Our submission entitled "Workload-driven, Lazy Discovery of Data Dependencies for Query Optimization" was accepted to the CIDR 2022 conference.
Workload-driven, Lazy Discovery of Data Dependencies for Query Optimization
Jan Kossmann, Felix Naumann, Daniel Lindner, Thorsten Papenbrock
Effective query optimization is the backbone of relational database systems; query optimizers use all manners of tricks, from specialized auxiliary data structures over caching and batch processing to the use of secondary metadata. Nevertheless, these systems do not fully exploit the potential of data dependencies, although dozens of such dependency-based query optimization techniques exist. This disregard occurs because the required data dependencies are, in practice, hard to find and hard to maintain.
This paper presents our vision of a workload-driven, lazy dependency discovery system for query optimization.
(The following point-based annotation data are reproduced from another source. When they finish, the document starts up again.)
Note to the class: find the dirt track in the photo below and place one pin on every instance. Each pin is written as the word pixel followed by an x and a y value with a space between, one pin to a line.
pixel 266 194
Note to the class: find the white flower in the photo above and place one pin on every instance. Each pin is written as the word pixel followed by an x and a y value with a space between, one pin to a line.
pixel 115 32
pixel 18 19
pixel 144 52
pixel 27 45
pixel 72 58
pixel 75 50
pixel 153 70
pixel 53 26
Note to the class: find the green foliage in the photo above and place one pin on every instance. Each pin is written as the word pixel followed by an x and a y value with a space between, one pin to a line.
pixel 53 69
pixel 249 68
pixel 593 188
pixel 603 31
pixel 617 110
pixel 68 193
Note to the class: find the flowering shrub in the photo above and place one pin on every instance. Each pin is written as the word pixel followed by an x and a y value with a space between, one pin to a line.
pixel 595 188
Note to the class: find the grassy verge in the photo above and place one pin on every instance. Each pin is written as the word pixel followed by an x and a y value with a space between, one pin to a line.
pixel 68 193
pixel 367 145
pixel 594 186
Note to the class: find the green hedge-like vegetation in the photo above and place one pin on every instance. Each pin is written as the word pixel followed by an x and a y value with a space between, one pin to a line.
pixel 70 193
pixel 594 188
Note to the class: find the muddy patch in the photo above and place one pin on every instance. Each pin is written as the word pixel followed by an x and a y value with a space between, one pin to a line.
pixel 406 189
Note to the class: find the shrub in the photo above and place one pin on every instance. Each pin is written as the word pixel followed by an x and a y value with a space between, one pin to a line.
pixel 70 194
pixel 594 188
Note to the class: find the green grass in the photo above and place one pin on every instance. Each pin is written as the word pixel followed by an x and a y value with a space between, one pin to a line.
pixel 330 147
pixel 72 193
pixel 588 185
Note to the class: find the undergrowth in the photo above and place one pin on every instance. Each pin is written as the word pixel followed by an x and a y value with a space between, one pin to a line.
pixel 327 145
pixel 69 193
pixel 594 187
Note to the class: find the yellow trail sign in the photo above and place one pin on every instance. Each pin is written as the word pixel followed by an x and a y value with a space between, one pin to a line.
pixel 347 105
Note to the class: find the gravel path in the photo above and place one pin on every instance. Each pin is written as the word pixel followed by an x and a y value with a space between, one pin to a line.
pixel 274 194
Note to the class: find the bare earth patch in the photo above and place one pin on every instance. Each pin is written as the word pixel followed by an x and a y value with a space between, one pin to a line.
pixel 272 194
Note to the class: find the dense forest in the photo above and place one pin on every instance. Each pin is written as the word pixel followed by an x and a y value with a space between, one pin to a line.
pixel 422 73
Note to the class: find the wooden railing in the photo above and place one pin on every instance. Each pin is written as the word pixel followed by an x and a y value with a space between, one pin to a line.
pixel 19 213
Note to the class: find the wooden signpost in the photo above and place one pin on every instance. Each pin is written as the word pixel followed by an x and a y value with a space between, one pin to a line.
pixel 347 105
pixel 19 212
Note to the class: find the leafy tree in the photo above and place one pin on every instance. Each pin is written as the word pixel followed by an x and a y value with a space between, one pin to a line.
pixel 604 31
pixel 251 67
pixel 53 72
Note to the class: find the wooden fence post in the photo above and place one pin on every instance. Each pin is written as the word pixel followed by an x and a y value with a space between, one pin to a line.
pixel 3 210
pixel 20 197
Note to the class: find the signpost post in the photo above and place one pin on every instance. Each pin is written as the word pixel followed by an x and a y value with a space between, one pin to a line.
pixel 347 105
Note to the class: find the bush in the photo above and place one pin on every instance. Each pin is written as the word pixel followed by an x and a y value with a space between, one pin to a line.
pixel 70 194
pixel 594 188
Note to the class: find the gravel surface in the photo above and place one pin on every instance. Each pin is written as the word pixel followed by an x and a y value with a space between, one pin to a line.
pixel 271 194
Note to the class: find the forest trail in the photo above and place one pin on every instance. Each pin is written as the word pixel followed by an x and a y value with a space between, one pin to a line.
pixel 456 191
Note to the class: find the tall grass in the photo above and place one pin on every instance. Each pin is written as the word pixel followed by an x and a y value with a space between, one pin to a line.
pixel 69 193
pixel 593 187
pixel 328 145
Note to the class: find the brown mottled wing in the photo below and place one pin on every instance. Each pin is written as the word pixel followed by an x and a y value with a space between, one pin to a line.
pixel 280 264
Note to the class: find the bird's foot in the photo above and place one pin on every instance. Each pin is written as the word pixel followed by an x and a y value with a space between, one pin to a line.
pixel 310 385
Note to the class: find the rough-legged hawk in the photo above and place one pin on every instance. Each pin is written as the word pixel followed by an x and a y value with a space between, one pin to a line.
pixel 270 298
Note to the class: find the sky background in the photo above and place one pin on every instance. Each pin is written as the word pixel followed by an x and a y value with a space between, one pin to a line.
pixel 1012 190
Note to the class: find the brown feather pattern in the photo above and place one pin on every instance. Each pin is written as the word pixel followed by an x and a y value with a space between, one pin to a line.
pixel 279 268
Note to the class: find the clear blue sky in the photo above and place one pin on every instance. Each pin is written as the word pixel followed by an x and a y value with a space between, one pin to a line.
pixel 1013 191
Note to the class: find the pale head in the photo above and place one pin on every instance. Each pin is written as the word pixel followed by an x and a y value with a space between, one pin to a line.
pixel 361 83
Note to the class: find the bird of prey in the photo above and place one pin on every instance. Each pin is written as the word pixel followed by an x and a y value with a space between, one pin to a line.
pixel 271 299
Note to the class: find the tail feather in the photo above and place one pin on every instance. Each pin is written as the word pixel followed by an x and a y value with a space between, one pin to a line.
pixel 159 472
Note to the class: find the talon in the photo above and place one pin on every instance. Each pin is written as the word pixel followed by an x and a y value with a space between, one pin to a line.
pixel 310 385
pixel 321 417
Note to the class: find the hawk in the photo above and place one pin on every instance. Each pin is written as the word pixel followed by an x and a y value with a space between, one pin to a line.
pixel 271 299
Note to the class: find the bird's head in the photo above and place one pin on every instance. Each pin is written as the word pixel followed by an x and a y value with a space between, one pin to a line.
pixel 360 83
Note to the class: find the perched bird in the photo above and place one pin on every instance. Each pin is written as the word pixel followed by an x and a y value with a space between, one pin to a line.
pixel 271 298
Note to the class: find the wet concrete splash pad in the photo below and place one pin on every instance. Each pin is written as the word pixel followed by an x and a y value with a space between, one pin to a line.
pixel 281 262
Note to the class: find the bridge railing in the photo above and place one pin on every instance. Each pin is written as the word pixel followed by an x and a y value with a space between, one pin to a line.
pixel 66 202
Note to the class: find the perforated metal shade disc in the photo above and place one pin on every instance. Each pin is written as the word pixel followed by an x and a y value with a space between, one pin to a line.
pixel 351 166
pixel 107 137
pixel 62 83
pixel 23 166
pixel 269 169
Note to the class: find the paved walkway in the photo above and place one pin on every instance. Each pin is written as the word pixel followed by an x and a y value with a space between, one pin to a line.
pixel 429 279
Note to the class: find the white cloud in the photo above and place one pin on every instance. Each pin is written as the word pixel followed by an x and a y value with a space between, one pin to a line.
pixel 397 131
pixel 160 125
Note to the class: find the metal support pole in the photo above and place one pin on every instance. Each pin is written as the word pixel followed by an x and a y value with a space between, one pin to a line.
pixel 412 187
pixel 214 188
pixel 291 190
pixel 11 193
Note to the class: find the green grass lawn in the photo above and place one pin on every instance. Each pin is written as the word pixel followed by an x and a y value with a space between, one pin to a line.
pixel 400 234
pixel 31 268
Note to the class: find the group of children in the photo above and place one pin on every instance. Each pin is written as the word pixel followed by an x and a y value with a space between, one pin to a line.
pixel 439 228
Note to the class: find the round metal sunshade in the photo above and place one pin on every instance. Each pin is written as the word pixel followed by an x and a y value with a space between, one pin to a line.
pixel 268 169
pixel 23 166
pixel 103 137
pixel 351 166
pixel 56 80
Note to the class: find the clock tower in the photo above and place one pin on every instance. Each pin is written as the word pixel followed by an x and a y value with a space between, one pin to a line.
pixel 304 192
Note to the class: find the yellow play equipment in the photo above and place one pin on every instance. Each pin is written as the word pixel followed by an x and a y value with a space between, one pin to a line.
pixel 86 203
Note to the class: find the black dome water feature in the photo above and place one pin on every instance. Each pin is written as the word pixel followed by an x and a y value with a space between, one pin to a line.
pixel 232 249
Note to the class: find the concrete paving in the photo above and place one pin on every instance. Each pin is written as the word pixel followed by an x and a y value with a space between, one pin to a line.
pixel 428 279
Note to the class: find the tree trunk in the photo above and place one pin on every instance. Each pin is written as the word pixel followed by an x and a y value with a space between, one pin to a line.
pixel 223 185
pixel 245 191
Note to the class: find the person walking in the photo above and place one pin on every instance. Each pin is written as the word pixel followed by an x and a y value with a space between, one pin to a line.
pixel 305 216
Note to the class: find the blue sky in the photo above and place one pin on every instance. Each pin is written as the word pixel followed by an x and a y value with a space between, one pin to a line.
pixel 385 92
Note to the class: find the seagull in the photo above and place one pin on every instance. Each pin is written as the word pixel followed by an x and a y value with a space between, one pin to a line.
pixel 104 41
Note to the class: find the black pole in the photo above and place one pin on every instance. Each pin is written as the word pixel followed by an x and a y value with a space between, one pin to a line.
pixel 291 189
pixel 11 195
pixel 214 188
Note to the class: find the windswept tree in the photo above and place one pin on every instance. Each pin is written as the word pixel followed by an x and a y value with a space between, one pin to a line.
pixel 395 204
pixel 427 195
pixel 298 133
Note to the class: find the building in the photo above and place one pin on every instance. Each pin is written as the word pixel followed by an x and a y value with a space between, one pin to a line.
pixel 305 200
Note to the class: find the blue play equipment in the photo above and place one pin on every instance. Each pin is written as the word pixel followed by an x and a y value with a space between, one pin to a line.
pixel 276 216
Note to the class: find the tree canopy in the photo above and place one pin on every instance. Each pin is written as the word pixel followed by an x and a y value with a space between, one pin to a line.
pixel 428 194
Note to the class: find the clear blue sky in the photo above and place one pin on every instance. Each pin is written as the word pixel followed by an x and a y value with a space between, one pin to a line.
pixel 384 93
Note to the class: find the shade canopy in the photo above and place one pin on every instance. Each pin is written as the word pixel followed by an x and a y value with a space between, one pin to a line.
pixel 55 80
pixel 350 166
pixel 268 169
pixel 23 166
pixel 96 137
We propose a lightweight approach that identifies relevant data dependency candidates based on actually executed query plans, validates the candidates dynamically against the database, and maintains the results using different strategies that also exploit concepts of columnar DBMSs. Our evaluation demonstrates the feasibility of this approach and the potential of dependency-based optimizations using a prototypical implementation in Hyrise that implements three exemplary dependency-based optimization techniques.